I’m a big city girl. Always have been and always will be. I spent the first eighteen years of my life in Johannesburg and then moved south to Cape Town for the next seventeen.
Then, at the end of last year, I decided to spend some time out of the city.
The plan was to spend two months living in Barrydale, a small little karoo town about two and a half hours out of Cape Town, to work on a writing project that I’d finally managed to commit to.
Two months turned into four, turned into six, and tra-laa, I’m still here.
I have to keep slapping myself every time I manage to admit that I actually like this type of living. How could I? There’s no sushi, no movies and no shopping (besides for the OK Bazaars and the Pep Stores). I mean, how could anyone POSSIBLY live here?

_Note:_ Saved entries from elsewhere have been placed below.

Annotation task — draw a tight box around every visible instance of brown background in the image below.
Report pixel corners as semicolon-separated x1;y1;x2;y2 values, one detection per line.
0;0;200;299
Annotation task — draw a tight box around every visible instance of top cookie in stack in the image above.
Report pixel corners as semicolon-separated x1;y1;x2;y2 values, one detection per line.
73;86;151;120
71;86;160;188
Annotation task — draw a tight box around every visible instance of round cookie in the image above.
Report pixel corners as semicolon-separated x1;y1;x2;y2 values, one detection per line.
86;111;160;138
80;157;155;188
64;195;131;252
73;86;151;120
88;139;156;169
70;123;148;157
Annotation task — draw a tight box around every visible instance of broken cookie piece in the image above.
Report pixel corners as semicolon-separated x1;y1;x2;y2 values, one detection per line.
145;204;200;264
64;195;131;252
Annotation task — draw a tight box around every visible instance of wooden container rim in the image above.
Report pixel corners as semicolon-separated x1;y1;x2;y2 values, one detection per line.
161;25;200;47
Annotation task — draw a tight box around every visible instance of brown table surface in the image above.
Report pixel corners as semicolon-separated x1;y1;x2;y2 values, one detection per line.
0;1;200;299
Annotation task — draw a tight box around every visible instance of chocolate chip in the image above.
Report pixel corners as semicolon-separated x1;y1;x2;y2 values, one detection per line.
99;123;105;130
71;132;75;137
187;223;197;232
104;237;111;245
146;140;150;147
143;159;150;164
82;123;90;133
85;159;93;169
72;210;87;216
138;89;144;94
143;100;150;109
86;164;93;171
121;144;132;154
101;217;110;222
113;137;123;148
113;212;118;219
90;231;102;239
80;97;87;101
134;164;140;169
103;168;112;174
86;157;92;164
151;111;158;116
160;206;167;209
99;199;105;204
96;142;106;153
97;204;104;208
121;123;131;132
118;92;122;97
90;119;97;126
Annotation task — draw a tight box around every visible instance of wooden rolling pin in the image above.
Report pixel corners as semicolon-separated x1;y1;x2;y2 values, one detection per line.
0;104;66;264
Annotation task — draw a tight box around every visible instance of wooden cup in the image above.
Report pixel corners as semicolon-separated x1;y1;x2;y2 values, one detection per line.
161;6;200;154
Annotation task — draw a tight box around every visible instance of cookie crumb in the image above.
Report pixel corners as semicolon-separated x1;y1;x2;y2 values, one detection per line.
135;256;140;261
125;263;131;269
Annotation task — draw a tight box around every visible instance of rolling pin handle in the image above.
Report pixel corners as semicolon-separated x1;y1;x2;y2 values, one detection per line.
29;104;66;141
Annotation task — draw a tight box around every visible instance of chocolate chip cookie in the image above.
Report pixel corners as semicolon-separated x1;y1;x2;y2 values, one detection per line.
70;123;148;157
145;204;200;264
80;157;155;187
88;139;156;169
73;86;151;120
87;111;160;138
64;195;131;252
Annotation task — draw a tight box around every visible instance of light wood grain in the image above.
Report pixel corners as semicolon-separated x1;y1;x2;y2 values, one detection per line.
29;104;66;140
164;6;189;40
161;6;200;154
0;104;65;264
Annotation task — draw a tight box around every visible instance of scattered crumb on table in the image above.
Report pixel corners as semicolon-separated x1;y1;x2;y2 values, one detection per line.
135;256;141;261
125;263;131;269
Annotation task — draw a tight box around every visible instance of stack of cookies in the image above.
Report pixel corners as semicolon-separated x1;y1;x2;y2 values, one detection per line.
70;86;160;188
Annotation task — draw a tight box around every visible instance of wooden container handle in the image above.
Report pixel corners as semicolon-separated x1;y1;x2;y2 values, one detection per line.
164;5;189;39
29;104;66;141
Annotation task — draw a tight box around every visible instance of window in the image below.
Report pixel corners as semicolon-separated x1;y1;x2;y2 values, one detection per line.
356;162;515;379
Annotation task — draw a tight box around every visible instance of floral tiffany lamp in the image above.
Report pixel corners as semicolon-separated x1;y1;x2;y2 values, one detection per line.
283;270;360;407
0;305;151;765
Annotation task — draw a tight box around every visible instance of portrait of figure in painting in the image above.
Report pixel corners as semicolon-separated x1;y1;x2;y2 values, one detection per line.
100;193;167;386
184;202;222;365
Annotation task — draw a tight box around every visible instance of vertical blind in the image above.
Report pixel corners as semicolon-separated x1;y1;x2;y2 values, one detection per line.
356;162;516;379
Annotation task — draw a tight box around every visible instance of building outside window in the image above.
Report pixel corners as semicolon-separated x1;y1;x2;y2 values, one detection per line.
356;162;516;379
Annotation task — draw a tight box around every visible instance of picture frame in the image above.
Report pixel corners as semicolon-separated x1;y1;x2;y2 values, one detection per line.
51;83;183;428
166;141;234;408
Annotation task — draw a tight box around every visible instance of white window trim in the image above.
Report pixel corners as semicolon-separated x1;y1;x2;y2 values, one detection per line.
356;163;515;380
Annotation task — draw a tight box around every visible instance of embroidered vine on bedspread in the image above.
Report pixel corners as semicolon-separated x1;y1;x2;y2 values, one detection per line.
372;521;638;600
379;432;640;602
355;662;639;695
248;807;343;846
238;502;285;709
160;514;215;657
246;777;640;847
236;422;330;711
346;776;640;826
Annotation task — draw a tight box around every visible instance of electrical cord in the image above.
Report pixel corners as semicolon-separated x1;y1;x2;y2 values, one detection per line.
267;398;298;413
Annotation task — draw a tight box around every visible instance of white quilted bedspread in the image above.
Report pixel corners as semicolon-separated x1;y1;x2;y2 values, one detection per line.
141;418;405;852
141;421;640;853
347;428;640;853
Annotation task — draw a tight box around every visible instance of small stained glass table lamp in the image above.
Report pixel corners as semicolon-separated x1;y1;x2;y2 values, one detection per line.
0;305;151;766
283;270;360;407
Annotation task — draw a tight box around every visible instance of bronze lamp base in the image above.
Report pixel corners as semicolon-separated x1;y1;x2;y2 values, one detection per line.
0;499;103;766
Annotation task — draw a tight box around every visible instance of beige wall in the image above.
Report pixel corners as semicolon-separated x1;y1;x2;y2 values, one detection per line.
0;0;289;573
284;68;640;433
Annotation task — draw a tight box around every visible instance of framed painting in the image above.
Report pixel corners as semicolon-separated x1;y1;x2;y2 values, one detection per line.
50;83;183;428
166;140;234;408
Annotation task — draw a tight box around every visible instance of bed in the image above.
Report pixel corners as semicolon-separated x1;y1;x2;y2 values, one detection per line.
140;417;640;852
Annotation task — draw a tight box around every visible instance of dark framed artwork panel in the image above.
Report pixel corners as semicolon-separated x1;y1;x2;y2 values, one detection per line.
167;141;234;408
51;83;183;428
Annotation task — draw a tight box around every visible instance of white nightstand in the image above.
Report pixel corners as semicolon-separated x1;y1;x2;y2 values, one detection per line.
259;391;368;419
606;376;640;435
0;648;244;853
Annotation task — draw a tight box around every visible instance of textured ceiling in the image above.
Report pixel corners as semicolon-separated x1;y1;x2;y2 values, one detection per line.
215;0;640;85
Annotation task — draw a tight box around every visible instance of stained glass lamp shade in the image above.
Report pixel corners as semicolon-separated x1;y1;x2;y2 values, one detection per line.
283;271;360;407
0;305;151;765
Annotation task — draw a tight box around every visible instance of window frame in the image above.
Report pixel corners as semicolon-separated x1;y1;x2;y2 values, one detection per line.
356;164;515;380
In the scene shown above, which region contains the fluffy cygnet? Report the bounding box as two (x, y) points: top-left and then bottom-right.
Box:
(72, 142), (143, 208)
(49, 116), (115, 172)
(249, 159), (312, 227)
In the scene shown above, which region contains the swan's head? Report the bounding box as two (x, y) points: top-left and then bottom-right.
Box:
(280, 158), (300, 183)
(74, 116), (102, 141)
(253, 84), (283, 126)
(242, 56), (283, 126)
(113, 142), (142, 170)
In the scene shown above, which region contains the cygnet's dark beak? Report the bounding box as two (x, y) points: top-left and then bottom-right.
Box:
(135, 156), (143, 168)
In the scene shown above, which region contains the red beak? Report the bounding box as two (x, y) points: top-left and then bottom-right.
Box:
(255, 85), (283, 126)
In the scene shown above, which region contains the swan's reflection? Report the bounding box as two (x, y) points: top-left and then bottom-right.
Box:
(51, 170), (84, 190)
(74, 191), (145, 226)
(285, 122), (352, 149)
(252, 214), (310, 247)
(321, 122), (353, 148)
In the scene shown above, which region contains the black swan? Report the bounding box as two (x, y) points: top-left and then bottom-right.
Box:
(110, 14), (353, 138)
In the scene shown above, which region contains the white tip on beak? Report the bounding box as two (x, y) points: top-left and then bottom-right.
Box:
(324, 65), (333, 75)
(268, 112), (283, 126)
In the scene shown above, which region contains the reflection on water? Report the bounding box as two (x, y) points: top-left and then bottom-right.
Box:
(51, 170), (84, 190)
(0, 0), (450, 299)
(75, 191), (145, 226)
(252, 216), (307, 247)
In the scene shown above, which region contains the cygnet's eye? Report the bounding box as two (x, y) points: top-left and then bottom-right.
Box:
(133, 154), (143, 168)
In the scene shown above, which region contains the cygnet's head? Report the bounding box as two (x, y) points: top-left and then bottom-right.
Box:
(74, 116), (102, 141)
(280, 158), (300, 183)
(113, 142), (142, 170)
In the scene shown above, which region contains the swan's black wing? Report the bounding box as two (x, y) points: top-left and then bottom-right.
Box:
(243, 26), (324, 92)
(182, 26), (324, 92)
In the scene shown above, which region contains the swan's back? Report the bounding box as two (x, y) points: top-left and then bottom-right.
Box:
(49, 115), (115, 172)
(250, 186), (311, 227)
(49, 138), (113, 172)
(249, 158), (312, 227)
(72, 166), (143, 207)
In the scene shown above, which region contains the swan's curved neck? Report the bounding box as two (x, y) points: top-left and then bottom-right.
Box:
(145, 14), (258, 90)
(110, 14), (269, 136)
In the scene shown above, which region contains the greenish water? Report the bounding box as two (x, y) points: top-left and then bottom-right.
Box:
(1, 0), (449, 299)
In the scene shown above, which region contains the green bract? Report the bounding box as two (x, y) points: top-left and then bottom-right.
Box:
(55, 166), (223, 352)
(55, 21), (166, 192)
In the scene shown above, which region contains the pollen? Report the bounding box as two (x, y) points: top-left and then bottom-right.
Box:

My rent is exactly a tenth of what I was paying in Cape Town, which not only frees me up to do more of the things that I love, but takes a lot of pressure off me to “perform” at a high and consistent rate to sustain that kind of living.
There are no queues, no car guards and no traffic. It’s quiet and peaceful. Entire menageries of birds live in my garden and I wake up to the sound of their chattering every single day. Mountains lie like sleepy long forgotten ships all around the town, people acknowledge your existence when you walk down the street and the biggest issue these people have is deciding what the hell they’re going to do about the baboons that come into town.
Barrydale isn’t exactly average as far as South African small towns go though. It’s known as being the liberal little dorp of the western Cape, sporting a wide array of inhabitants including metalworkers, painters, chandelier makers, writers and a large gay and lesbian population that keep this town looking and being awesome.
I guess the non-negotiable for me is people. If there weren’t anyone in this town that I cared about, it would probably have been a lot less fun and harder to sustain. Whether you’re in the city or out, we all need a community to fit into.
My trend forecast for the next fifty years is that more and more, people will start leaving big cities and settling in smaller ones like Barrydale.
The internet is making it easier and easier to be prudent about which location you choose to situate yourself in, and also easier to travel. Nomadic lifestyles and location independence are terms that are becoming more and more common place in the early stages of the twenty first century. We don’t need big cities anymore to interface with new and old faces, work colleagues and business acquaintances anymore.
As the world’s values start to shift and older paradigms are steadily embraced, people are starting to seek out nature and real connection again. I can’t tell you how much that excites me.
The world is changing by the day. I recently saw an interview with a well known scientist who predicted that the rate at which things are changing will multiply fifty times over in the next hundred years.
The world is speeding up, that’s not going to change, but you can choose how you want to fit into that.
Which platform are you perching on to watch the fireworks go pop?